# Windows 7 doesn't recognize my Microphone?



## metazrael (Jan 9, 2013)

So I record music and I'm using an Icicle Converter to convert my Cadoid mic to my laptop. I've plugged my mic into the USB on my old vista laptop and it recognizes it and I can record fine. But on my current laptop with Windows 7, it doesn't even recognize my microphone. I've tried the adding new hardware via control panel but it doesn't even show up. Even when I right click on the speaker and go do recording devices the only two options are the Internal Mic, and Stereo Mix. All and any help is appreciated. Thank you for your time


EDIT: I clicked on show disabled devices and an external mic option appeared but it still isn't receieving audio


----------



## Oddba11 (May 13, 2011)

If it's disabled, it isn't usable. Enable the device, and then check the status.


----------



## metazrael (Jan 9, 2013)

@Odba11 It was initially enabled I disabled it because I thought it hindered the mic. I enabled and tried again but still didn't connect


----------



## Lucky09 (Jan 14, 2013)

Hi,

You said, it's just the internal mic and he stereo mix showing up on the recording options. Can you see any other grayed out option? If none, Right click inside the box and make sure there is check on *Show Disabled Devices* and *Show Disconnected Devices*. See if your mic will show up and then Enable it and set to Default


----------



## metazrael (Jan 9, 2013)

@Lucky Both the Show Disabled Devices and Show Disconnected Devices are checked but the only options are Internal mic, stereo mix and external mic. At first I thought this was my mic, but it's not picking up any sound it's called IDT High Definition Audio CODEC. My mic is called Blue Icicle Microphone.


----------



## metazrael (Jan 9, 2013)

EDIT - So I found the Microphone in Devices but it hasn't been configured. It keeps asking me to troubleshoot it, but when I do it asks for a driver. As far as I know, The Icicle doesn't have a driver... Please help.


----------



## Oddba11 (May 13, 2011)

How is it connected? The references I see for "Blue Icicle" refer to a XLR mic, and most PC's do not have a XLR input. If it's connected by XLR, then the card it's connected to will have drivers. If it's connected using a USB converter, then the converter likely needs a driver. If it's just a standard 3.5mm jack, then it's likely an audio driver issue.


----------



## metazrael (Jan 9, 2013)

it's connected via an USB cable. Blue Icicle needs no driver, I've looked everywhere for one and they all say it needs no driver. On my old Vista laptop it runs with no driver. It's exclusively plug and play.


----------



## Oddba11 (May 13, 2011)

It may be "plug and play", but everything uses a driver. If Blue Icicle doesn't supply a specific driver, then the device is using a generic Windows driver.
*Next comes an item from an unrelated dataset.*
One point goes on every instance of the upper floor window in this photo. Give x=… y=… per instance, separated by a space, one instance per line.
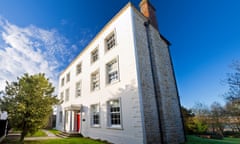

With that said, is the mic showing up in Device Manager? Assuming it is being recognized and installed by Windows, the problem may be with the audio drivers. Typically, when connecting audio devices in Win7, the audio driver software will pop up a notification showing new hardware has been connected.


----------



## metazrael (Jan 9, 2013)

The mic "shows up" but it has to be troubleshooted, Win7 says that there's an error in installing the appropriate driver


----------



## Oddba11 (May 13, 2011)

Uninstall the device, reboot, and see if it's properly recognized and installed.

Two possible causes: 1) the device isn't being recognized properly, thus Windows can't install it properly 2) Windows doesn't have the correct driver. Which would typically indicate Windows is hosed, or there is a driver needed from the manufacturer.


----------



## ICICLEUPSET (Mar 9, 2013)

Same problem here. Icicle fails to install driver properly for windows 7. Windows 7 attempts to update a driver at the same time, I think due to this device but fails too. I am guessing the Icicle is calling for the windows 7 update from the device. Failed update on Windows 7 appears to be around the multi channel usb audio area. I believe the answer lies in trying to install this update first. However, the error code on fail is due to the device not being connected when windows attempts to install - catch 22 as the device wont seemingly install without the 7 update !!!!


----------